A Depressão é por este símbolo de que a simbologia matriarcal é expressa. Pode ser notado por alterações da nutrição, com transtornos alimentares, de disfunções de nosso sistema digestivo e respiratório. Os sentimentos como temor, ira, raiva também podem ser expressos por meio de gastrite, refluxo, cólicas abdominais e diarréia em qualquer fase da vida.

Ramos (1994) aponta que a dificuldade de simbolizar no nível abstrato poderia ser consequência de uma interrupção pré-matura da relação mãe-bebê.

O estômago é um local de acolhimento e depósito de tudo que foi engolido. A mucosa gástrica perde sua função de fronteira interna, de barreira, na gastrite. O excesso de acidez estomacal atua como sensação de pressão e impedimento à recepção de novas impressões.

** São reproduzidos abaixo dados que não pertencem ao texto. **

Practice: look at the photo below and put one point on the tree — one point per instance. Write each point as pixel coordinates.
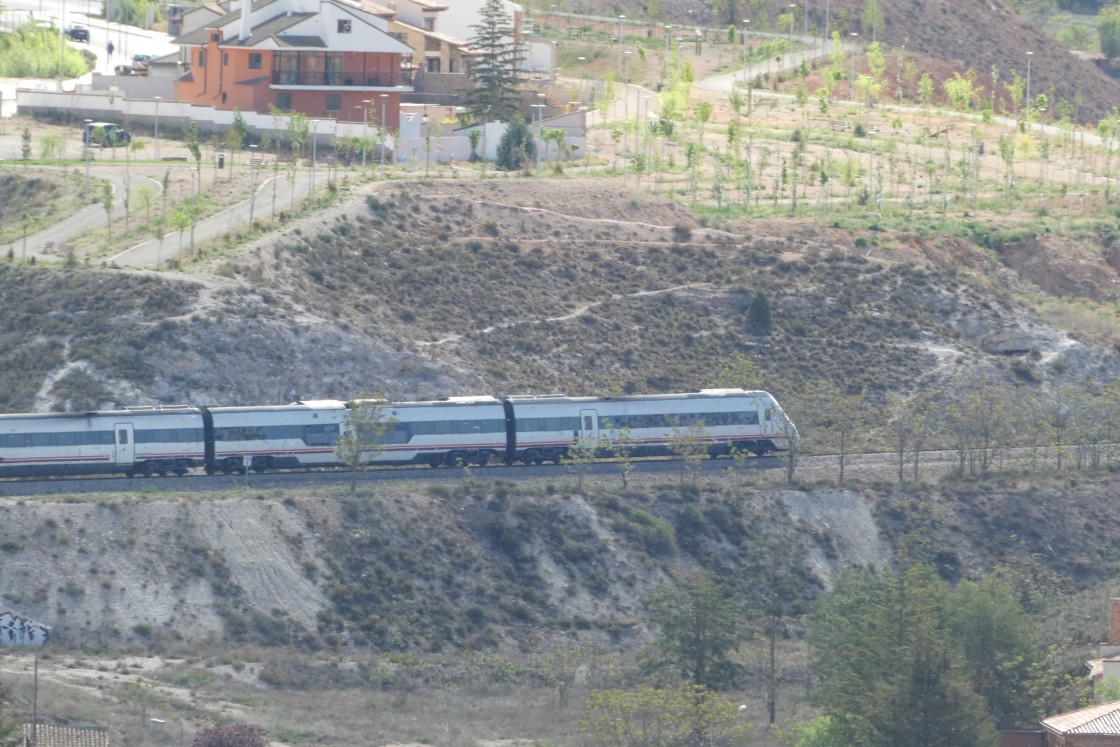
(841, 421)
(1006, 660)
(516, 148)
(652, 717)
(231, 735)
(758, 318)
(698, 631)
(889, 669)
(363, 435)
(1108, 28)
(495, 68)
(775, 579)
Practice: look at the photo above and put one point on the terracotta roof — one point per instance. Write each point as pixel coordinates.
(435, 35)
(1097, 720)
(66, 736)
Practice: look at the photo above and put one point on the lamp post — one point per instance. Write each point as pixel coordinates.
(664, 65)
(427, 145)
(194, 206)
(384, 99)
(622, 19)
(315, 125)
(158, 99)
(540, 140)
(1029, 55)
(252, 195)
(793, 15)
(365, 128)
(86, 152)
(851, 78)
(828, 27)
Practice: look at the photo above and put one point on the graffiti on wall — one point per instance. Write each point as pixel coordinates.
(21, 633)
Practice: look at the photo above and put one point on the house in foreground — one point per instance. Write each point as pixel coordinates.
(324, 58)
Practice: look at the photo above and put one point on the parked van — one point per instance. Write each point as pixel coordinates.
(105, 134)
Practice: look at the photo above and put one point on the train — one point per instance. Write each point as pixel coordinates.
(451, 431)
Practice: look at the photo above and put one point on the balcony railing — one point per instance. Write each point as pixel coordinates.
(320, 80)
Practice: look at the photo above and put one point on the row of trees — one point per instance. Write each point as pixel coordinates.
(898, 657)
(986, 423)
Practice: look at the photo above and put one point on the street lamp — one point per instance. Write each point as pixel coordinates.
(851, 78)
(746, 49)
(86, 152)
(158, 99)
(427, 145)
(253, 162)
(793, 15)
(622, 19)
(315, 124)
(1029, 54)
(194, 205)
(540, 140)
(384, 99)
(365, 128)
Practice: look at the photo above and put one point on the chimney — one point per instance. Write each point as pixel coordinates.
(246, 21)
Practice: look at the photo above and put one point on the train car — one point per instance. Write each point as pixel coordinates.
(133, 441)
(459, 430)
(722, 419)
(273, 437)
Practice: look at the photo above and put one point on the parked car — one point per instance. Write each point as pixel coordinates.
(105, 134)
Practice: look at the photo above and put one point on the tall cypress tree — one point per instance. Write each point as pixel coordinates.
(495, 68)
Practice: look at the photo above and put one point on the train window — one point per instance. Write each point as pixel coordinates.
(15, 440)
(320, 433)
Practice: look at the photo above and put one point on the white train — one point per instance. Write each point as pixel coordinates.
(462, 430)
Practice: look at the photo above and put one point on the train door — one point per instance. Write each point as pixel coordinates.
(589, 428)
(124, 444)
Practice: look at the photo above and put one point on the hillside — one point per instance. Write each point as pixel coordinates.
(946, 36)
(262, 607)
(584, 288)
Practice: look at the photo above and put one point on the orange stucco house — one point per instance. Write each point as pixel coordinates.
(324, 58)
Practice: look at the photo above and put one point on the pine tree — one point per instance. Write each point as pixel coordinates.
(494, 72)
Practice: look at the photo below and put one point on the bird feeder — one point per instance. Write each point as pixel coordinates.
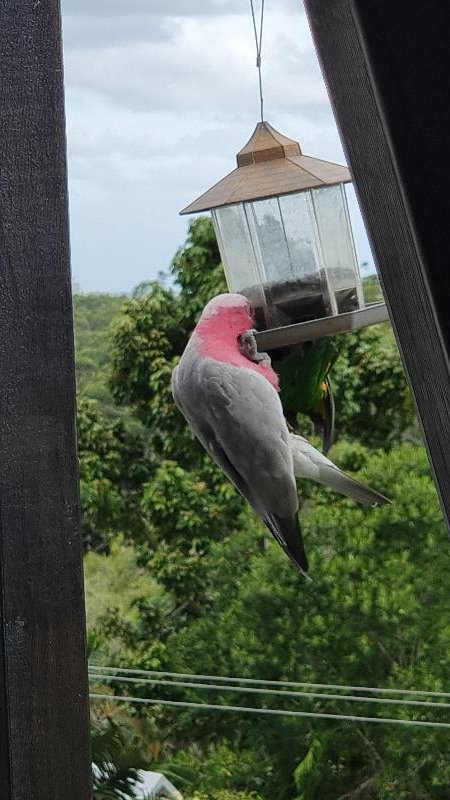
(284, 234)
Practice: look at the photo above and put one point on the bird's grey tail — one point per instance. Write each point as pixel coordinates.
(344, 484)
(287, 532)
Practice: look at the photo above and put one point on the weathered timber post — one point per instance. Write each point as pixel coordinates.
(44, 721)
(387, 66)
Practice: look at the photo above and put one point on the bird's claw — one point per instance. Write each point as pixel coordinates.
(249, 348)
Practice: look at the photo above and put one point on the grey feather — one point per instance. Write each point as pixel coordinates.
(237, 416)
(310, 463)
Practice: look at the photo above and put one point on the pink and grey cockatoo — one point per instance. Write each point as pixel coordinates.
(228, 393)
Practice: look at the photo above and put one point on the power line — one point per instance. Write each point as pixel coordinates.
(279, 692)
(261, 682)
(270, 711)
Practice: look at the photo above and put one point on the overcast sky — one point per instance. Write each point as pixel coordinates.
(160, 95)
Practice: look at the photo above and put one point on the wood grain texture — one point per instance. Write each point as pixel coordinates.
(44, 717)
(388, 73)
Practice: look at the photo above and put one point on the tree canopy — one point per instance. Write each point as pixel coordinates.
(200, 590)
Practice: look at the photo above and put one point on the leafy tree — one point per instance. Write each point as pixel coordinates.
(118, 754)
(114, 461)
(93, 314)
(222, 602)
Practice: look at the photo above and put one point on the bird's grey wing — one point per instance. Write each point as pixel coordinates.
(309, 463)
(236, 415)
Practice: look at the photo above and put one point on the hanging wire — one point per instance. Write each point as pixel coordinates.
(270, 711)
(280, 692)
(258, 42)
(260, 682)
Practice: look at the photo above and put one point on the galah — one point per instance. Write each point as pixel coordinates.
(228, 393)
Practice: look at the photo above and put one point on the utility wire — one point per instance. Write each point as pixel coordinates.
(261, 682)
(279, 692)
(258, 42)
(270, 711)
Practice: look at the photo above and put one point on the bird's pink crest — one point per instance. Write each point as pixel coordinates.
(224, 319)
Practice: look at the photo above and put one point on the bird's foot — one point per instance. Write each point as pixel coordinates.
(249, 348)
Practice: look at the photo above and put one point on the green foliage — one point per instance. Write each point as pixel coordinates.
(372, 398)
(118, 753)
(114, 461)
(201, 590)
(93, 314)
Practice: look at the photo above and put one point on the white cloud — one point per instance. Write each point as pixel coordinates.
(159, 99)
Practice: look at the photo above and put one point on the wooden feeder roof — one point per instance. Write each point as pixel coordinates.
(269, 165)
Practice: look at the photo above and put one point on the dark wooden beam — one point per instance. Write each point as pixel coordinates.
(387, 67)
(44, 719)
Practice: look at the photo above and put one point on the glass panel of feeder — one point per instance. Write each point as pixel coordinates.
(268, 227)
(284, 304)
(337, 246)
(309, 283)
(235, 247)
(237, 250)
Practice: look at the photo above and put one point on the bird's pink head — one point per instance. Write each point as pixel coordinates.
(224, 319)
(230, 312)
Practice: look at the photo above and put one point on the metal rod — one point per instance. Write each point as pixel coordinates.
(317, 328)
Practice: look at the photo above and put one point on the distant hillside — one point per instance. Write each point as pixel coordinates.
(93, 315)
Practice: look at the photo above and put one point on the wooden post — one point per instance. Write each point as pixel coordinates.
(44, 719)
(387, 68)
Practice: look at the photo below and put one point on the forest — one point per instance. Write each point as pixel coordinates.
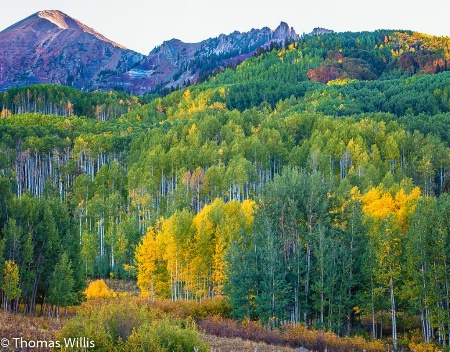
(308, 185)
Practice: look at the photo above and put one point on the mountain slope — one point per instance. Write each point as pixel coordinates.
(52, 47)
(175, 63)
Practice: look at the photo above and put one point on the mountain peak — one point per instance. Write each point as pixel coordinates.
(283, 31)
(63, 21)
(56, 17)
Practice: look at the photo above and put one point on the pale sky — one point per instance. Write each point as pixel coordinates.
(141, 25)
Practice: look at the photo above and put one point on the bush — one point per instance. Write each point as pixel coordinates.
(98, 289)
(173, 336)
(129, 324)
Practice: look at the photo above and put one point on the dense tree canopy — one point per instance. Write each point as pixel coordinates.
(308, 184)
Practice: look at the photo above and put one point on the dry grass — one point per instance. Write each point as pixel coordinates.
(221, 344)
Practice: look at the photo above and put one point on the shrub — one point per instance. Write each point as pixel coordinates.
(165, 335)
(98, 289)
(131, 325)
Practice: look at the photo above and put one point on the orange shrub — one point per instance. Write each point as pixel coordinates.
(98, 289)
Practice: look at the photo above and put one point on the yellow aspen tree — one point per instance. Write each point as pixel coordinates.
(387, 215)
(148, 253)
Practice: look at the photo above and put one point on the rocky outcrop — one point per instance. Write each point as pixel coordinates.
(52, 47)
(175, 63)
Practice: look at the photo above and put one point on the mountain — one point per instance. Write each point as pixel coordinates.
(52, 47)
(175, 63)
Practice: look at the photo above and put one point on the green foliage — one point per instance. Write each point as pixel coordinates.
(89, 174)
(126, 325)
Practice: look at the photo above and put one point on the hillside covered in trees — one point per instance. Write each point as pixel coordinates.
(307, 185)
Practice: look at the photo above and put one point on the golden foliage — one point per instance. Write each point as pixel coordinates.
(98, 289)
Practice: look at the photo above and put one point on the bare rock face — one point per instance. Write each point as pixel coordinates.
(320, 30)
(175, 63)
(51, 47)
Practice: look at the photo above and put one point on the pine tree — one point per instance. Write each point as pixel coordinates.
(10, 285)
(61, 287)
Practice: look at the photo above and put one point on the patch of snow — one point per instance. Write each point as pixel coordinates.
(55, 17)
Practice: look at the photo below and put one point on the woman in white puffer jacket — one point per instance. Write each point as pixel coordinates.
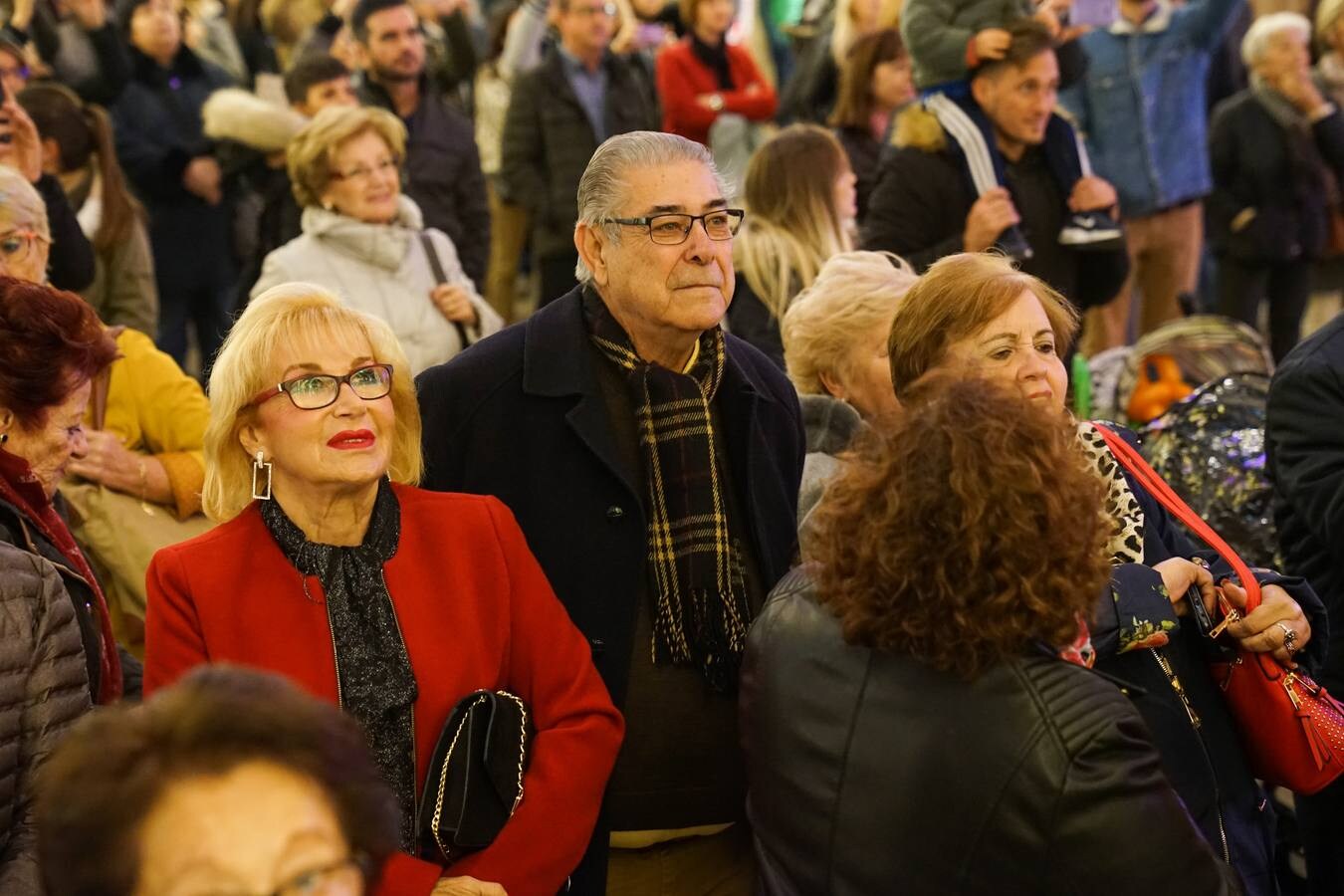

O “traço de raiva é a disposição do indivíduo para vivenciar a raiva." Segundo Spielberger (1992), estado de raiva é:
“a disposição de perceber uma gama diversa de situações como desagradáveis e frustradoras e a tendência a reagir a tais situações com elevações mais frequentes no Estado de Raiva. Os indivíduos com um Traço de Raiva muito alto experenciam o Estado de Raiva mais frequentemente e com maior intensidade do que os indivíduos com um Traço de Raiva baixo (p. 9)."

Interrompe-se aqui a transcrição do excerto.